At the House we begin most weeks by talking with the leader of the House, Chris Hipkins, to be able to give you a rundown on the week's coming action.
The Leader of the House is the Minister responsible for acting as the debating chamber’s traffic management planner. He decides which government bills will be debated when. The Leader of the House is also relied on to have the keenest understanding of the rules - which in Parliament are not only a guide, but potentially a weapon. His counter in this is the Shadow Leader of the House, Gerry Brownlee.
In his preview of the week just ended Chris Hipkins had noted that the Government would put forward two motions on Thursday: one to confirm a sitting calendar for next year (and to add an extra week to the current year's work); and the other to change the rules around how and when the budget is announced and reviewed.
A 'motion' is Parliament’s word for a proposal that’s up for a vote. These were Motions with Notice, meaning they’re not sprung on MPs at the last minute.

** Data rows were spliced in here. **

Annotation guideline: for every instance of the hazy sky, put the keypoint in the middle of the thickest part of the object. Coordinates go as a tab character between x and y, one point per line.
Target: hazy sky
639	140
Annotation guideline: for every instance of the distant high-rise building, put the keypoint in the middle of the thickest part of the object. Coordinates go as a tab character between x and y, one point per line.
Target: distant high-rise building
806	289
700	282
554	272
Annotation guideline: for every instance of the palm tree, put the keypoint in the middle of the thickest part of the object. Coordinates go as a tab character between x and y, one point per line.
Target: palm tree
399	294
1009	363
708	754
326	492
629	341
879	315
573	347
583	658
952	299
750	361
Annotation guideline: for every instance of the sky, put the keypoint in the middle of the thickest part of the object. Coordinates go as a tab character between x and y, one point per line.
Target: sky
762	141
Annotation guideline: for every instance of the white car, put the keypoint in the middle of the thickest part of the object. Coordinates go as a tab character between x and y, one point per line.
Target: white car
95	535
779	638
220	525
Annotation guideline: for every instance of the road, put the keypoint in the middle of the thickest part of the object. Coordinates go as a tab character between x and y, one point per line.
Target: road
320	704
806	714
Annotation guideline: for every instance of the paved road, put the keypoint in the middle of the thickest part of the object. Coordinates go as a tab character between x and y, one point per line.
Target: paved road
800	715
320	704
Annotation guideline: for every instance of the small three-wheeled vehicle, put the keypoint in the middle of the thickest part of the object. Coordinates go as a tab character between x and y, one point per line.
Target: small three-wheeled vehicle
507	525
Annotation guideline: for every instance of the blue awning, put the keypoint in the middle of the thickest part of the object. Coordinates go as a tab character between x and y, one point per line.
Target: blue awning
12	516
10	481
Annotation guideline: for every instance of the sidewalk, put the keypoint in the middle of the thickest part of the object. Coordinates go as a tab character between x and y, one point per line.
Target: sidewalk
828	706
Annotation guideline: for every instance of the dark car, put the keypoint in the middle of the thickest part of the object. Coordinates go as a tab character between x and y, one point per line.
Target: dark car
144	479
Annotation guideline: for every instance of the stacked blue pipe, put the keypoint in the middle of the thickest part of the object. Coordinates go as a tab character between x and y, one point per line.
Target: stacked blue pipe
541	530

These kinds of motions (about the way the House works) usually get debated beforehand by the cross-party Business Committee, which meets weekly in the Speaker's office, so when they get to the chamber there's something nearing accord.
The Year to Come
Both Motions were duly raised and debated. The sitting calendar one isn't particularly thrilling unless you desperately need to know exactly when the House will be in session. Some MPs debating it wondered wether the Christmas break was too long, but ACT leader David Seymour wished out loud that Parliament would sit a whole lot less. He pointed to the Texas State House which, he said, sits for just three months each year, meaning Texans' property rights are safe the other nine months.
That used to happen in New Zealand as well. MPs would come to Parliament for just a few months a year, cramming in long days and all-night sittings to get through a legislative agenda before heading home again. They were part time politicians with farms and jobs to get back to. It was a hard working, hard-drinking, sleeping-through-debates kind of Parliament back then.
There were other downsides as well. The most obvious is that the House doesn’t only have the job of passing laws but also of oversighting the executive, the government - which does not go home. If the opposition and backbench MPs all head home for half the year there's no one left to be an official check on the countries leadership.
Budget Changes
The budget changes had also been previously considered by the business committee and all parties were in accord with the plan which is to allow the Government announce the budget on a Tuesday rather than a Thursday. The Thursday's been traditional for a few decades but means that if legislation needs to be passed to enact the budget plan the House has to go into urgency across Friday and possibly Saturday to do it. Tuesday allows the flow-on from the budget to happen during the normal week.
The opposition were also keen that the initial discussion of the budget could happen across a full week when there would be more attention given to it by the media. The new rules also reinforce a recent innovation called Estimates Weeks, when select committees grill ministers about their plans and performance. The change will allow committees to do this during House sitting times.
Select Committees aren’t usually allowed to sit at the same time as the House. They usually meet in the morning and the House sits in the afternoon. But the Estimates review - which is a key opportunity for Select Committees to grill ministers about their plans and performance - needs as much time as possible - and ministers are more likely to be available on weeks the House is sitting.
To make sure that the House's attention isn't too divided Chris Chris Hipkins undertook to ensure that the bills under discussion by the House during Estimates Week aren't too controversial.
The changes also give committees a longer deadline to report their budget reviews, and give the House a longer deadline on when it has to hold its final debates to approve the budget. Because part of that debate process is a long consideration of the reports back from the committees. Which may now take longer to arrive.
All of these rule changes are what are called sessional orders - meaning they are only in place until the next election. At the end of each Parliament the Standing Orders Committee meets to consider what rules should be changed, at which point sessional orders (if they’ve had successful trial runs) might be expected to be made Standing Orders (permanent).